Cinquante ans, sept traités et vingt-sept Etats plus tard, les institutions européennes (le
Parlement européen, le Conseil des Ministres et la Commission européenne) font naître
régulièrement un grand nombre de règles juridiques regroupées par les spécialistes
sous le vocable de « droit communautaire » (ou européen). On parle alors de droit
dérivé par opposition au droit primitif contenu dans les traités.

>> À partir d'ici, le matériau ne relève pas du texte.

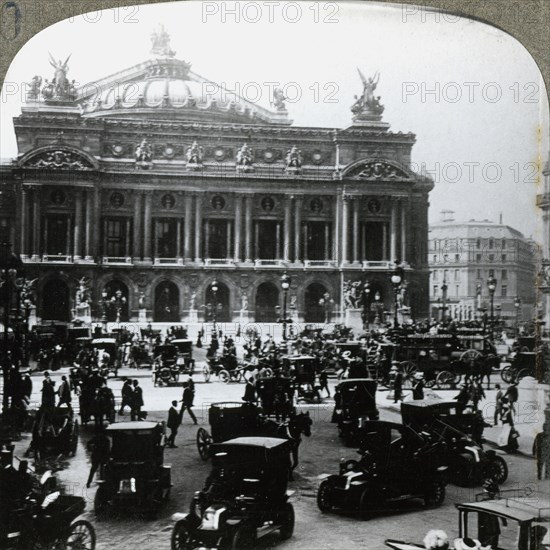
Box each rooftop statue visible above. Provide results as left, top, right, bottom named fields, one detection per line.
left=151, top=25, right=176, bottom=57
left=351, top=68, right=384, bottom=115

Les règles juridiques les plus
connues sont les fameuses directives
européennes qui permettent de fixer,
au niveau européen, des résultats à
atteindre tout en laissant aux instances
nationales les moyens et méthodes
pour y parvenir(1). Elles sont assorties
d’une date limite de transposition à
laquelle les Etats membres doivent
permettre leur entrée en vigueur sous
peine de fortes sanctions pécuniaires.
La France, ayant aujourd’hui
transposée 98,8% des directives
existantes(2), souhaite encore améliorer
son taux de transposition à la veille
de sa présidence européenne prévue
pour le second semestre de 2008.
Parallèlement, la Cour de Justice des
Communautés Européennes statue
sur la conformité aux engagements
européens des décisions nationales,
créant de fait une importante
jurisprudence qui contraint alors les
Etats membres et leurs institutions.
Bien qu’ignorée des compétences
propres de l’Union européenne,
la fonction publique est largement
impactée par les décisions bruxelloises.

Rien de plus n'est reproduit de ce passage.